Since the earliest days of the outbreak in China’s Wuhan, medics noted that the disease much more frequently infects and kills men than women.

Biologists tied these differences to the fact that cells of men’s lungs contain many more molecules of ACE2 protein, which the virus utilizes for infection, than those of women. Later, scientists’ opinions diverged, although most medics continue to believe that men are much more susceptible to this disease.

The two sexes

Yale University researchers, led by Akiko Iwasaki, have revealed one possible reason behind such differences in reaction of male and female bodies’ to SARS-CoV-2, observing development of the disease in two hundred patients at the university hospital, admitted between March and May this year.

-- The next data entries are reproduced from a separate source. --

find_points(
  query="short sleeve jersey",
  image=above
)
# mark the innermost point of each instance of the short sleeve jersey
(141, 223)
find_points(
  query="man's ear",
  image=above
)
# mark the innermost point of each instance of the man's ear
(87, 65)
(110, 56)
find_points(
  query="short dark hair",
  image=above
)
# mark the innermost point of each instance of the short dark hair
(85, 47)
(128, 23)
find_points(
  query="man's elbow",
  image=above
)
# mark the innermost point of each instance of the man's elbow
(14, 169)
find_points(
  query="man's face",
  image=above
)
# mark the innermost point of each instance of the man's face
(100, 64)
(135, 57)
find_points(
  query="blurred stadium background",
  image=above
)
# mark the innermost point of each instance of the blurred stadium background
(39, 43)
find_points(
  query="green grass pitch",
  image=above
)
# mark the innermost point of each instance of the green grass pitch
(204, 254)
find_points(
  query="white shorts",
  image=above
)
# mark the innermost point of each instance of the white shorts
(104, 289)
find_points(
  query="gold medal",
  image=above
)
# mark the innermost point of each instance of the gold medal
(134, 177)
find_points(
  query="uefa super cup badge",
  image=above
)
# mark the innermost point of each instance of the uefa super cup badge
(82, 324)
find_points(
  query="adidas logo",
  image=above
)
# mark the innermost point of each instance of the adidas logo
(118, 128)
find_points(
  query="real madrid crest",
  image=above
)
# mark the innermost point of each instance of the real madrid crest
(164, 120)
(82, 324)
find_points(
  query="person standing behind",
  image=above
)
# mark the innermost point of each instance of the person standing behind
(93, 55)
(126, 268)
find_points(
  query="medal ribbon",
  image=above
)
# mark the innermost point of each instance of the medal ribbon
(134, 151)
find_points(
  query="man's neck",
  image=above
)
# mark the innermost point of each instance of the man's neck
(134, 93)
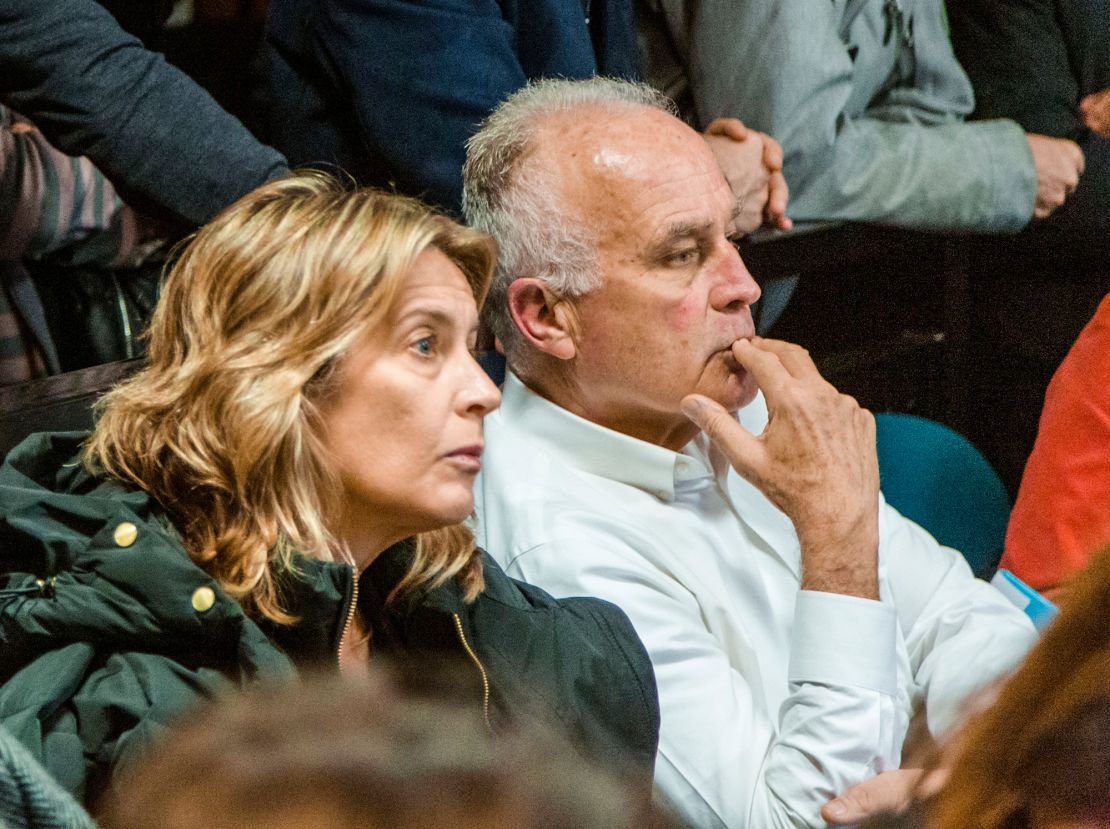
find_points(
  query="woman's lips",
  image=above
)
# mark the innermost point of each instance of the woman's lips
(468, 457)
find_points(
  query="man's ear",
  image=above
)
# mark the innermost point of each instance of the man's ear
(544, 319)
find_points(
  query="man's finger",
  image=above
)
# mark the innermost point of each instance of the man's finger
(889, 792)
(778, 193)
(773, 153)
(742, 448)
(794, 357)
(730, 127)
(764, 365)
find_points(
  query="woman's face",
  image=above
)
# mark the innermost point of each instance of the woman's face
(403, 420)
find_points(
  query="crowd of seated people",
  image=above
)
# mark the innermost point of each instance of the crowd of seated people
(658, 554)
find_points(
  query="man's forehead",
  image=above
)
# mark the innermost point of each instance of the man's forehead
(635, 165)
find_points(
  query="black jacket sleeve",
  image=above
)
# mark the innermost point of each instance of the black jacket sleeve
(93, 90)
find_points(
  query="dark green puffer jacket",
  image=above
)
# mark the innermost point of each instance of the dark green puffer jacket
(108, 632)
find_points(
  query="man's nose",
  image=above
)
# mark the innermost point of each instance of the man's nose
(735, 287)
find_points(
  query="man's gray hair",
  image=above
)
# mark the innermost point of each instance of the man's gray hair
(512, 201)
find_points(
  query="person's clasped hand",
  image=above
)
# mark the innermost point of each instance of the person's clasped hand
(1058, 164)
(1095, 110)
(753, 165)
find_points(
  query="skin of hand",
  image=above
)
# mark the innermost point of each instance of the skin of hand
(889, 792)
(816, 461)
(1059, 163)
(753, 164)
(1096, 112)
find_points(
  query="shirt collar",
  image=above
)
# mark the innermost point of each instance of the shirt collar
(599, 451)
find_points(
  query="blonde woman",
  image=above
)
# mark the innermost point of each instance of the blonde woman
(283, 487)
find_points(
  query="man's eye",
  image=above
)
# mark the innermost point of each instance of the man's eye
(683, 258)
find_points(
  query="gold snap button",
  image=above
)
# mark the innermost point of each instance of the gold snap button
(125, 534)
(203, 598)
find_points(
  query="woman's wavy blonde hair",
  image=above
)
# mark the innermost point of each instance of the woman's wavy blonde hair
(222, 426)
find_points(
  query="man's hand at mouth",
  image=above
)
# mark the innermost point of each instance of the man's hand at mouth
(815, 461)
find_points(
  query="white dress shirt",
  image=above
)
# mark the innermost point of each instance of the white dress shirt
(774, 699)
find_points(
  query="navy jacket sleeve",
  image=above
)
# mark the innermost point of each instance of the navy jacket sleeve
(423, 76)
(391, 90)
(93, 90)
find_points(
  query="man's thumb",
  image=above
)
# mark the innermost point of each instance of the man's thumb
(722, 427)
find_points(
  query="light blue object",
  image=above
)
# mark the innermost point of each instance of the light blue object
(1026, 598)
(936, 477)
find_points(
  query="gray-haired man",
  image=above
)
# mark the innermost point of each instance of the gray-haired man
(793, 618)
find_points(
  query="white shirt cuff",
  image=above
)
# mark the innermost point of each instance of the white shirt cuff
(844, 640)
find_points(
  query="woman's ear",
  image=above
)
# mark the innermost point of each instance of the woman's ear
(545, 320)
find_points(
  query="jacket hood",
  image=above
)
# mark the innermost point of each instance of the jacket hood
(103, 565)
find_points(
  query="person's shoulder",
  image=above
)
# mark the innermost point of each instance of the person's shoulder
(522, 596)
(593, 643)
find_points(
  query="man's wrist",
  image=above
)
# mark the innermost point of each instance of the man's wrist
(849, 567)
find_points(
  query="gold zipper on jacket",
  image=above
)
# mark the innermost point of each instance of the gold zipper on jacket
(474, 658)
(350, 618)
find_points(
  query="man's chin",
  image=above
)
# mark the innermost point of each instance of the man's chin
(739, 391)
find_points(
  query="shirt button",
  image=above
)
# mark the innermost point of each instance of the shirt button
(203, 598)
(125, 534)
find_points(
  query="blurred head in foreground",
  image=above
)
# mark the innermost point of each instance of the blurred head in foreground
(336, 754)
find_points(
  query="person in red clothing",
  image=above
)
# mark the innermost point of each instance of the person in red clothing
(1062, 512)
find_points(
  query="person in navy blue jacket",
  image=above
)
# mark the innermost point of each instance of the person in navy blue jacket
(93, 90)
(391, 90)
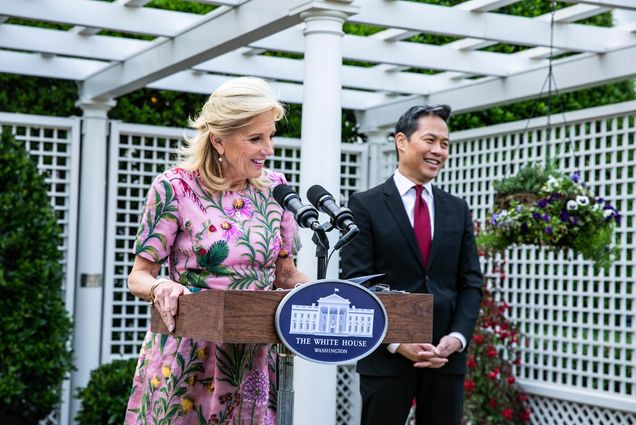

All patients were hospitalized during the early stages of infection, which allowed the scientists to observe the immune reaction to the coronavirus infection. To that extent, the medics regularly harvested blood samples and traced changes in the immune system cells’ activity, as well as changes in concentration of molecules produced by them and in the amount of viral particles.

These measurements detected significant differences in men’s and women’s bodies’ reaction to the infection, including the amount of produced antibodies, as well as various signaling substances, which facilitate inflammation and other defensive reactions. In particular, there was more interleukin-8, one of the anti-inflammatory signals, as well as CXCL10 and CCL5 proteins.

By contrast, women’s blood contained more activated monocytes — "cleanup" cells, which collect antigens, as well as those T cells subtypes that use these antigens to produce antibodies.

These differences were especially evident among elderly male and female patients, which might potentially explain why older men die from the coronavirus more often than women.

Therefore, stimulation of production of T cells and their activation in male bodies may potentially make them less susceptible to the coronavirus infection. In the near future, Iwasaki and her colleagues will attempt to find out how this could be done, without exposing the patients to an even greater risk than SARS-CoV-2 infection.